まるで映画の宣伝用スチールショットのごとく、まず魂にガツンと衝撃を与え、そして見る者に描かれた物語に対する興味を大きく沸き立たせる、鬼才の映画監督・歌川国芳、というべきか。
絵の背景をどうしても知りたくなったあなたは、実の親が他人の子供のために子供を殺めてしまう悲劇を知って再び思うのです。
『何故? どうしてこんなことになったの』
『魑魅魍魎(ちみもうりょう)が跋扈(ばっこ)する妖しい世界』
国芳の絵にはどれも「物語」があります。
その中で最もダイナミックで映像で訴えることが出来るシーンを豊かなイマジネーション力を駆使して切り取る。
しかもそれは連続活劇ドラマの毎回のエンドシーンのようなのだ。
「この続きは… 来週! 次回を見逃すなっ!」
そして見た人はどうしても作品に描かれたストーリーを知りたくなる。
次はこれ。
海でワニとも魚ともつかない不思議な怪物と戦う男。
「江戸の海を荒らし人を食らう海の魔物たち。
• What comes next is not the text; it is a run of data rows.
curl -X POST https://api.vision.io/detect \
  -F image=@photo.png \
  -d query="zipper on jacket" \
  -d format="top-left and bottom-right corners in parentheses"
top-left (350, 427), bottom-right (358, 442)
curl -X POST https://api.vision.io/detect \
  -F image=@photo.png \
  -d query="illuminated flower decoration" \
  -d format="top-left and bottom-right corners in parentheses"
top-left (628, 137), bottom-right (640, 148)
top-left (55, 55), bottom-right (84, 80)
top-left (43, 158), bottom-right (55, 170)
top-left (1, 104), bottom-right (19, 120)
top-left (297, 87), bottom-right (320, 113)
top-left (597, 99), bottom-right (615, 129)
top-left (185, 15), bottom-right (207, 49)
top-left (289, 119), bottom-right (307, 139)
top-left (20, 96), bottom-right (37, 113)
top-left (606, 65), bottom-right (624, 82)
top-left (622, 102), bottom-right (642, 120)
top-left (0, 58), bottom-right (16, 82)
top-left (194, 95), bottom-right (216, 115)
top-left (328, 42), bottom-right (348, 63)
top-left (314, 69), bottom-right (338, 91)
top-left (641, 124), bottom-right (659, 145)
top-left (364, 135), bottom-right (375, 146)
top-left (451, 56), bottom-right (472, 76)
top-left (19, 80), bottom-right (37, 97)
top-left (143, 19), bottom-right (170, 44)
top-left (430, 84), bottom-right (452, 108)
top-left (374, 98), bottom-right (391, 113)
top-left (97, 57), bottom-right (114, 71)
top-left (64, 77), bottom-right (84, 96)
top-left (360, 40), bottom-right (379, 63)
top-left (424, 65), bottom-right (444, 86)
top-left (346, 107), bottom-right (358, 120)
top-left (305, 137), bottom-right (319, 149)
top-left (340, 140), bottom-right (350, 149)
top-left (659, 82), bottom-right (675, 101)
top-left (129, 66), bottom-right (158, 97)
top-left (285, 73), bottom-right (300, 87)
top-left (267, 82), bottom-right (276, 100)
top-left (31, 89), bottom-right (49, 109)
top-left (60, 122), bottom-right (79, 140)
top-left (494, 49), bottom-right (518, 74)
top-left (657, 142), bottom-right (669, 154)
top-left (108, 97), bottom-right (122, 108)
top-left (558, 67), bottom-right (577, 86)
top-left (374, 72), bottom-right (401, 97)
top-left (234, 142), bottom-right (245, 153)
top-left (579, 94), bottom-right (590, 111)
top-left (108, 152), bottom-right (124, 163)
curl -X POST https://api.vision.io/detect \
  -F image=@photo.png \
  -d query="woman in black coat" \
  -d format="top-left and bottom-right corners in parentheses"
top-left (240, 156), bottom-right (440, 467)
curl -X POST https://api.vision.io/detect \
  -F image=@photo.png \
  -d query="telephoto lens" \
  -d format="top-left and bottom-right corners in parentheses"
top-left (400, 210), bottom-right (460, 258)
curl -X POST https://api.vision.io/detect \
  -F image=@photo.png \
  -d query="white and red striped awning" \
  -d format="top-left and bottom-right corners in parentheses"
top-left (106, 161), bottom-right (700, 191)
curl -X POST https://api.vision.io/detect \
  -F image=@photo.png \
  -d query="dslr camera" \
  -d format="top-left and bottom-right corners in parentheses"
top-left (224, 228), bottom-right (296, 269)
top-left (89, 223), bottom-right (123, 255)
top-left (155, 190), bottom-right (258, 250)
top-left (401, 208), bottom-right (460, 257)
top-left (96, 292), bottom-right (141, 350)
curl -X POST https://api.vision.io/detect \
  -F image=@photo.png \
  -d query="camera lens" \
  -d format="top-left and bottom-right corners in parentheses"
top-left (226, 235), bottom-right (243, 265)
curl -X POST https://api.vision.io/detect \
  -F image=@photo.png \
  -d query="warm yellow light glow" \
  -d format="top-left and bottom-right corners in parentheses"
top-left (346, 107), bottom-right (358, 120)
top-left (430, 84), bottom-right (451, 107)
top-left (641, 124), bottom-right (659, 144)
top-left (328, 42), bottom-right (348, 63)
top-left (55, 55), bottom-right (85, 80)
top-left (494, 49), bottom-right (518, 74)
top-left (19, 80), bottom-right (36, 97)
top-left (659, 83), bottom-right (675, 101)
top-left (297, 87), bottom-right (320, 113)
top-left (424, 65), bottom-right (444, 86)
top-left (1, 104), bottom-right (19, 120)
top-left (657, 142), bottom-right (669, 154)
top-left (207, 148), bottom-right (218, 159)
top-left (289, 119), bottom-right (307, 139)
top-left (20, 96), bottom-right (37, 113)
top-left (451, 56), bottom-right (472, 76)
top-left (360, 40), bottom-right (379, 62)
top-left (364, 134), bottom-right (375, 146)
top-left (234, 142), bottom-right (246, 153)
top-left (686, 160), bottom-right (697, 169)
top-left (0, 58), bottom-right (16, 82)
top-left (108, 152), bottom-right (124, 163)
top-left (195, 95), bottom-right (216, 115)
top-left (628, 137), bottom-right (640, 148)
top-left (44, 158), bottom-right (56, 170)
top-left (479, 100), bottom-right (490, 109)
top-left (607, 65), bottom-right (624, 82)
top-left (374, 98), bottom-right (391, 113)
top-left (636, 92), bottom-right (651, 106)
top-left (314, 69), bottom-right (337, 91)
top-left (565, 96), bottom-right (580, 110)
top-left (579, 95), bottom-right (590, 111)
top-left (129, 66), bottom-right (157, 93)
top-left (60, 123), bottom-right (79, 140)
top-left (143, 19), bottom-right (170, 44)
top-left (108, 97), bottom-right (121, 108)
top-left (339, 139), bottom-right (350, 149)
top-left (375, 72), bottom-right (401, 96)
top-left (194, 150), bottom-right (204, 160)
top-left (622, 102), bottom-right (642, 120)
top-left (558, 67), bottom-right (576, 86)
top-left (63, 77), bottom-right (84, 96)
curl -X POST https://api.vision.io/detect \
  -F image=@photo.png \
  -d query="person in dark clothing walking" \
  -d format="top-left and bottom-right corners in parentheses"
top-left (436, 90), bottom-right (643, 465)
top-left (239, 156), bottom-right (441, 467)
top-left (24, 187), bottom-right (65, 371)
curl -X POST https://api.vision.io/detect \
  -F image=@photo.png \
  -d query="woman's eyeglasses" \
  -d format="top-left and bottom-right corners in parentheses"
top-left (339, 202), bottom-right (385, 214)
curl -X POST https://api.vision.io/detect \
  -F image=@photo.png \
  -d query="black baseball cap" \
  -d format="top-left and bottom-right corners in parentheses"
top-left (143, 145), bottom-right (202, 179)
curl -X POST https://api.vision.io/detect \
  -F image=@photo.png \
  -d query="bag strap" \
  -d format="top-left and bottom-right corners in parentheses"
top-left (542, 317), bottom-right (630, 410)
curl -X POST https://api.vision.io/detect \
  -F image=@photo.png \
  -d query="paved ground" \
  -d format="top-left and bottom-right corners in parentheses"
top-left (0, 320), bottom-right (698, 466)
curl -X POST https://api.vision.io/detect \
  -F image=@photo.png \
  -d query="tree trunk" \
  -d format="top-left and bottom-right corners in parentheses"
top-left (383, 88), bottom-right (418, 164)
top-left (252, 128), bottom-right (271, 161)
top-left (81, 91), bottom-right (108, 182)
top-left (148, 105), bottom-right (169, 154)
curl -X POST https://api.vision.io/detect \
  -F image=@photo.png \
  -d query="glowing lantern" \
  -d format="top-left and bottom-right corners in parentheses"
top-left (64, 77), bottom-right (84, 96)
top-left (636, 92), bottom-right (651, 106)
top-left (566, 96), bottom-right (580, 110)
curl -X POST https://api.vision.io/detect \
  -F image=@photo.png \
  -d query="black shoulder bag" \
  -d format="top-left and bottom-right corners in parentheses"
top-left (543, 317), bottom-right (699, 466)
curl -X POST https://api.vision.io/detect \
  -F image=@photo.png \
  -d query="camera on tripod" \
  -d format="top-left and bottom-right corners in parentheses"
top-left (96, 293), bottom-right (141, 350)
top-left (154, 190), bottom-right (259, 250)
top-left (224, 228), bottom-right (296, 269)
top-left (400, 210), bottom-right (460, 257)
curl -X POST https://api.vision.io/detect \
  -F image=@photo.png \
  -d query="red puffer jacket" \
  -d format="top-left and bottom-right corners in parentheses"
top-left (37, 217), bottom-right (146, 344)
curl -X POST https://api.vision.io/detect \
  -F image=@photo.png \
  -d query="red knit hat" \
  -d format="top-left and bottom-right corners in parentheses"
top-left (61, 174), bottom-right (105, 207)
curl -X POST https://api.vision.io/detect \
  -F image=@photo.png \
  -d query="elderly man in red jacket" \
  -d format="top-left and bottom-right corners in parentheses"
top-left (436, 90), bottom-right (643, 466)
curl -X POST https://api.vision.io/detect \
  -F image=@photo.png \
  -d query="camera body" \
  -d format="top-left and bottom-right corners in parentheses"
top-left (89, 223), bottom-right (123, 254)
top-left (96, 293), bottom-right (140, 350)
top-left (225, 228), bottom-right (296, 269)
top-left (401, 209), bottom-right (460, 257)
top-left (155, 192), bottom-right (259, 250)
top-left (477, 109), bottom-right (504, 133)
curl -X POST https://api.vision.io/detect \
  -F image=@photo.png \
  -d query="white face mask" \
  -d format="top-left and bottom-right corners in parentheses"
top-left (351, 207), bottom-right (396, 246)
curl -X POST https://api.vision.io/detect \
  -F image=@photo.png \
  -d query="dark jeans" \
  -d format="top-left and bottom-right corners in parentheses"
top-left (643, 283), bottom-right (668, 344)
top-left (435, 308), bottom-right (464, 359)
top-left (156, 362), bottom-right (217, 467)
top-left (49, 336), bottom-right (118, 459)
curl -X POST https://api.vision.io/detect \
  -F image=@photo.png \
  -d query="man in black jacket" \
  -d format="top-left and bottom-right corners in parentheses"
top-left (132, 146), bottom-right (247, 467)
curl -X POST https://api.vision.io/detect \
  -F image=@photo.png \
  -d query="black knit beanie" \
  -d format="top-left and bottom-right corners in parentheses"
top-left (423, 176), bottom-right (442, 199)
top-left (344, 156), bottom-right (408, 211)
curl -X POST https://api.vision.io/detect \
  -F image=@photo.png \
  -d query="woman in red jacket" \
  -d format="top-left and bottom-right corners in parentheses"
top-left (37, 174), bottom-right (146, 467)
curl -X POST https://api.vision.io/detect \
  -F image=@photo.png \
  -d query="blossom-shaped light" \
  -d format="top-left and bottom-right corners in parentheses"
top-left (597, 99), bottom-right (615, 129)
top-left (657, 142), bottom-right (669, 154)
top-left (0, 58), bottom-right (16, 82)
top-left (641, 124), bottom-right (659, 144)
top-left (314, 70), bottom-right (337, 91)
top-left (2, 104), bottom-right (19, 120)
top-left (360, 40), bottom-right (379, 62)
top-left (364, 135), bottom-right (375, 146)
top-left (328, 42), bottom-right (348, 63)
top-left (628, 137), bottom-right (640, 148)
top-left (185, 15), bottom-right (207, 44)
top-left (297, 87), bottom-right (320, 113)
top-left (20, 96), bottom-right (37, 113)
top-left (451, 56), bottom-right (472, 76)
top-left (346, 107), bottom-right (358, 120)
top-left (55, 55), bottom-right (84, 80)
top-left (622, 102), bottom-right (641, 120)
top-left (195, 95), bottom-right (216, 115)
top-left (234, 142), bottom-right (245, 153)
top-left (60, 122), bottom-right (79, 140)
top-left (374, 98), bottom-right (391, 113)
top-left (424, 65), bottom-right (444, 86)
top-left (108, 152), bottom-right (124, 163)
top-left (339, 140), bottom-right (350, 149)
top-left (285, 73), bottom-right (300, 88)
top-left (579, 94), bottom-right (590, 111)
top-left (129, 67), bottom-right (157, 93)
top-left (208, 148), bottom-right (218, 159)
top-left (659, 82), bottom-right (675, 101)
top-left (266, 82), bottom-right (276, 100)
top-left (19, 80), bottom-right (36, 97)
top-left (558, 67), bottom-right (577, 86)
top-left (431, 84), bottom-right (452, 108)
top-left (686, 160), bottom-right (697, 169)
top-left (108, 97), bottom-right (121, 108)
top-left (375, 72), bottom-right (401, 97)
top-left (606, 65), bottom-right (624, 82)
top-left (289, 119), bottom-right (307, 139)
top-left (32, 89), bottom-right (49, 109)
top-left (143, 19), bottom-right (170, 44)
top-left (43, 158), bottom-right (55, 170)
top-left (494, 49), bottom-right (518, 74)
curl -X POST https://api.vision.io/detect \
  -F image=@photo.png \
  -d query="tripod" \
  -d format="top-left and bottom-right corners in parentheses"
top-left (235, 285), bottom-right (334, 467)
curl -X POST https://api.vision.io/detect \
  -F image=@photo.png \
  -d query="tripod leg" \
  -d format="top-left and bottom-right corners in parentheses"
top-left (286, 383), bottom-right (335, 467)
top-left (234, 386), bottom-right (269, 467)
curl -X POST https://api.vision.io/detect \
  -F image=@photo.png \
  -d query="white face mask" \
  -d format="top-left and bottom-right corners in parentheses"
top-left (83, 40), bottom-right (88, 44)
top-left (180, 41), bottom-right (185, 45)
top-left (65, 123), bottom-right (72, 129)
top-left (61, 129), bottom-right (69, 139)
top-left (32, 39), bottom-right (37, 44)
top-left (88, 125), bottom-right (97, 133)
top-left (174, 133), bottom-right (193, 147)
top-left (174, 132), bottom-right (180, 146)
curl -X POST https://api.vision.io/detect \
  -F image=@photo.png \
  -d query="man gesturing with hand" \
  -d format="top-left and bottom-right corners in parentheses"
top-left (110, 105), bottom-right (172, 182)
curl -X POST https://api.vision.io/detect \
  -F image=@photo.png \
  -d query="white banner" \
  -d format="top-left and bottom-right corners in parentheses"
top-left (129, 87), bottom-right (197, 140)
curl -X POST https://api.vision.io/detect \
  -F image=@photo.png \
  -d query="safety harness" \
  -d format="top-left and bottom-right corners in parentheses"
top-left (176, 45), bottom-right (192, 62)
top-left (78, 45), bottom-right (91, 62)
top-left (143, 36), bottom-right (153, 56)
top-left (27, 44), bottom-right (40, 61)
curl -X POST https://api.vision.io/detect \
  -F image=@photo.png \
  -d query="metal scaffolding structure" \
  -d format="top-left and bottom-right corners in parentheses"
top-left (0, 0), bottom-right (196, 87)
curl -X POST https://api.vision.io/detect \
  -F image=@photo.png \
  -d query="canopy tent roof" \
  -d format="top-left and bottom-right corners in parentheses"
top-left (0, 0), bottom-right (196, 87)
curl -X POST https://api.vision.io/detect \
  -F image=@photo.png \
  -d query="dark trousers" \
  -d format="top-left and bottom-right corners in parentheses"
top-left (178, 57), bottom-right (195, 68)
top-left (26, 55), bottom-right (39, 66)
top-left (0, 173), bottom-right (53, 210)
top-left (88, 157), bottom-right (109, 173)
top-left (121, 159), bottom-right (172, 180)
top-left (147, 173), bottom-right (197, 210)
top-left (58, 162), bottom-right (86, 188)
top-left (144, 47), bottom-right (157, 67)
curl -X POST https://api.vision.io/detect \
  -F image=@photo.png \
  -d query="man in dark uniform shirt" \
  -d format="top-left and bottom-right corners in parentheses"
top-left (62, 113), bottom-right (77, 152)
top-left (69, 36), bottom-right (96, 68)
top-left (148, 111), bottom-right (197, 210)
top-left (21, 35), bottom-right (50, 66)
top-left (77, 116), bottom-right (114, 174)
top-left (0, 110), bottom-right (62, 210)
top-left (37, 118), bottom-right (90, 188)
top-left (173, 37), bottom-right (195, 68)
果敢に挑む朝比奈三郎。
しかし彼の武器は自慢の腕力のみ。果たして彼は海の獣の牙相手に勝つことが出来るのか… ? 続きを待て!」
かと思えば、巨大なクモが出現。
「突然目の前に突如現れた巨大クモ。頼光を守る四天王。この化け物は主君を狙った何者かの刺客なのか? はたまた突然変異し、人を腹に入れて食べたい単なるバケモノか?
彼らの運命やいかに… 続く!」
って感じです。
そしていよいよ『血みどろ絵』の登場。
残酷シーンが無理、苦手な方はここまでです!
逆恨みされた侍。命を狙われ、寝首をかかれるよりは自ら切り込みに行き、敵の親分を討ち果たす!
『どうせ命が死にさらされるなら、こちとら江戸っ子。死んで花を添えるのも悪かぁねえや。』
何人もの敵を切り、首をいくつもひっつかんで相手をひるませながら一歩、また一歩とボスに近ずく。
がこちらは一人。ついに致命傷を受けてしまう。
それでも返り血を浴びてもひるまずまだ戦う気だ。
『てやんでいっ! 死ぬのが怖くて江戸っ子がつとまるかいっ!』
これはまだ序の口です。
ここにいたり、残酷さ極まれり。
うわ、顔が、顔がっ!
これは漫画「北斗の拳」か?
そして…
あまりにも生々しい凄惨な人殺しの場面。
この『英名二十八衆句』という血みどろ絵の連作、会場では一番人気で人だかりが出来ていました。
みてはならないものを見たくなるのは、真理なのですね。
「フツウジャナイ」、普通の浮世絵もある。
勿論、展示の中には『普通』の浮世絵もある。
でも、やっぱり何か
「フツウジャナイ」のだ。
『いよっ! 待ってました!!』
うーん、なんともなまめかしい。
決して男を誘っているわけでないのですが…。
カヤの中で寝ていたら、虫に刺されてしまったお姉さん。
『カユイ、カユイ。誰か背中かいてぇ…』
声が聞こえて来そうですな。
そしてこの歌舞伎役者。
画面からはみ出しちゃうよ。
なんだ、コイツら? 人間?
妄想世界へいってらっしゃい。
どうでしたか?
浮世絵は、そもそも江戸の街中で庶民の誰もが楽しめた娯楽。
もちろん芸術性もあるのだけれど、見て、感じて、シンプルに楽しむのが面白い。
肩がこるような絵のタイトルなんぞいらねえや。
ほとんどの絵についた題名は後に誰かがつけたに過ぎない。
そんなことはどうでもよく、絵から受けた想像の世界でそれぞれ勝手気ままに楽しむのがこの上なく心地よいのです。
ここは美術館じゃなく、映画館、の感覚。
国芳たちはあの世でぼやいてるに違いない。
『奇想の画家って、なんだいそりゃ。背中がかゆいぜ…。お前さんたちが勝手に俺たちの絵を見て奇妙な世界に想いを寄せてんじゃないかい? 』
さあ、あなたもイマジネーションのミラクルワールドに… いってらっしゃい!